’Roo Coaches Are Educators First
By Marc Parrish ’92
Henry Frnka had been out of coaching for some time by 1969. A decade in the oil business and the general prosperity of the Kennedy and Johnson years had been kind to his pocketbook. But it was not enough.
“The oil business is fine,” Frnka had remarked. “But it’s not football, which was my life for so long. I don’t mind telling you I get lonesome for football.”
At Austin College, Frnka was one of legendary coach Pete Cawthon’s most reliable players. Frnka played a pivotal role in leading the ’Roos to a 1923 conference championship and was instrumental in the College’s 7-3 victory over Southwestern Conference champion Baylor in 1924. By defeating the Bears that year, Henry Frnka and the ’Roos were able to accomplish what Texas A&M, Arkansas, SMU, Rice, and the Texas Longhorns could not.
Frnka graduated with a bachelor’s degree in education in 1926 and like many of the “Cawthon Boys” immediately went into coaching. He turned Lubbock High into a power and won a state championship at Greenville in 1933. Assistant coaching positions at Vanderbilt and Temple University followed, as did a master’s degree at Austin College.
In 1941, Frnka was offered the head coaching position at Tulsa. Five straight winning seasons followed, including appearances in the Sugar Bowl and a win in the Orange Bowl. Struggling Tulane was watching closely and lured Frnka to New Orleans in 1946 to turn around the program. By 1948, Tulane was a top-20 team. And in 1949, Frnka’s Green Wave won the SEC championship, defeating, among others, Florida, Auburn, Alabama, South Carolina, and LSU.
Like Austin College athletics itself after World War II, Henry Frnka began to sour on the increased role of money and media in the college game. He left coaching for good in 1951 and returned to Sherman to take an administrative position in development at Austin College. The oil business in San Antonio would come later.
Collegiate athletics brings us joy in ways very few experiences can. But the games today are also frequently influenced by the negative forces that drove Frnka away from coaching and back to Sherman. What Coach Frnka longed for was what he enjoyed as a player under Cawthon: a commitment to success to be sure, but also a priority on education, mentoring, and character building. In leaving the big-time game to return to Austin College and his love of education, Frnka closely mirrors the arc of Austin College athletics itself.
Austin College graduates who go into the field of coaching are first and foremost educators. Their top priority is to turn young boys into men and young girls into women. They understand the value of loss as well as the exhilaration of winning. They are often less consumed with the negative pressures found elsewhere in the commercialized world of collegiate athletics.
By 1969, Frnka was ready to return to his love of football, but only on his very Austin College-like terms. He envisioned creating a coaching clinic, an annual retreat in San Antonio where some of the best coaches of the day would educate other collegiate and high school coaches on the biggest challenges facing their schools and squads.
To turn his vision into reality, Frnka needed some heavy hitters to teach. So Frnka called up a friend whom he had recommended for the head coaching job at Kentucky in 1947 after turning down the offer himself and staying at Tulane. His friend enthusiastically agreed to participate.
“Henry, I couldn’t turn you down for what you did for me when you helped me get the Kentucky job,” said Alabama coach Paul “Bear” Bryant.
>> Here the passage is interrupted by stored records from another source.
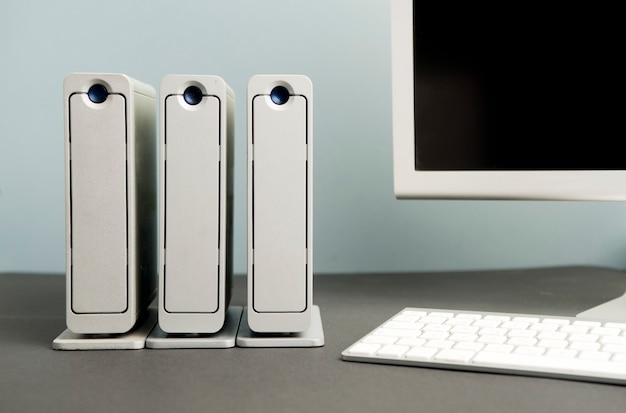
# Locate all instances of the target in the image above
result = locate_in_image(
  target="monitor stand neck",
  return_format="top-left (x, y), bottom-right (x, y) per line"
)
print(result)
top-left (576, 291), bottom-right (626, 323)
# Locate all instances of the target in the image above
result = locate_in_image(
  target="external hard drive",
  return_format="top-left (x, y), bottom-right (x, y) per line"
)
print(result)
top-left (63, 73), bottom-right (157, 335)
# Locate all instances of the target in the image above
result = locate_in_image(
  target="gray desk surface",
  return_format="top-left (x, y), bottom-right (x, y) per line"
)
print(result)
top-left (1, 267), bottom-right (626, 413)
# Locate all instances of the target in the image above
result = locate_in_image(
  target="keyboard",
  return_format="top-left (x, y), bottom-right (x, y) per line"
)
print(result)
top-left (341, 308), bottom-right (626, 384)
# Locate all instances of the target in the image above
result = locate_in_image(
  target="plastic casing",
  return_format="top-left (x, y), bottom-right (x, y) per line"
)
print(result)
top-left (247, 75), bottom-right (313, 333)
top-left (391, 0), bottom-right (626, 200)
top-left (63, 73), bottom-right (157, 334)
top-left (158, 75), bottom-right (234, 333)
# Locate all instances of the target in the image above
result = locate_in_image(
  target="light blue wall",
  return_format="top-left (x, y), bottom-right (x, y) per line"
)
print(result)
top-left (1, 0), bottom-right (626, 274)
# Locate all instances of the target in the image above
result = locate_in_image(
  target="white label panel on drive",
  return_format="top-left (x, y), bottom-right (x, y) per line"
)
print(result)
top-left (70, 93), bottom-right (127, 314)
top-left (253, 95), bottom-right (307, 313)
top-left (165, 95), bottom-right (220, 313)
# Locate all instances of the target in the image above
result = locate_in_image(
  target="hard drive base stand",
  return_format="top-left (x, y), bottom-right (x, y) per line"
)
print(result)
top-left (236, 305), bottom-right (324, 348)
top-left (146, 306), bottom-right (243, 349)
top-left (52, 306), bottom-right (157, 350)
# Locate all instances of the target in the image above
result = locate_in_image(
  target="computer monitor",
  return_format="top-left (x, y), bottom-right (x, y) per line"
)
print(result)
top-left (390, 0), bottom-right (626, 320)
top-left (391, 0), bottom-right (626, 201)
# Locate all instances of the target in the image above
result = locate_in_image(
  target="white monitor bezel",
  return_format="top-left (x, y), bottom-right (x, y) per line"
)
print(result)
top-left (391, 0), bottom-right (626, 201)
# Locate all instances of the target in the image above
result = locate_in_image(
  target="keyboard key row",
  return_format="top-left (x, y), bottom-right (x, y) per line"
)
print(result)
top-left (389, 310), bottom-right (626, 336)
top-left (349, 340), bottom-right (626, 363)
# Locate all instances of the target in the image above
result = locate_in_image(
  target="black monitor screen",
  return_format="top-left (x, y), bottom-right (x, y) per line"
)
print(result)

Some of the biggest names in coaching would play a prominent role in the Henry Frnka Football Coaching Clinic throughout the 1970s and 1980s, among them Darrell Royal, Frank Broyles, Woody Hayes, Tom Landry, Forrest Gregg, Tom Osborne, Lou Holtz, and Bum Phillips.
’Roo coaches today can be found throughout the state and the country, from the smallest Little League fields to the ACC championship game. Like Frnka himself, they’d all quickly point out that winning is important. But winning isn’t everything, and it’s not the only thing. What makes a place like Austin College unique in the coaching world is a commitment to the more fundamental values of educating, inspiring, and mentoring young minds to be tomorrow’s doctors, lawyers, professors—and coaches.
Marc Parrish ’92 is a manager of information technology at The University of Texas System in Austin, Texas. He is a former First-Team TIAA All-Conference ’Roo tennis player and a self-professed ’Roo sports fan. Marc has been writing short “’Roo Tales” about Austin College sports and is working on a book about Austin College athletics.
The content of this column expresses the perspectives of the author and do not necessarily reflect the views, position, or policy of Austin College, its administrators, or its Board of Trustees.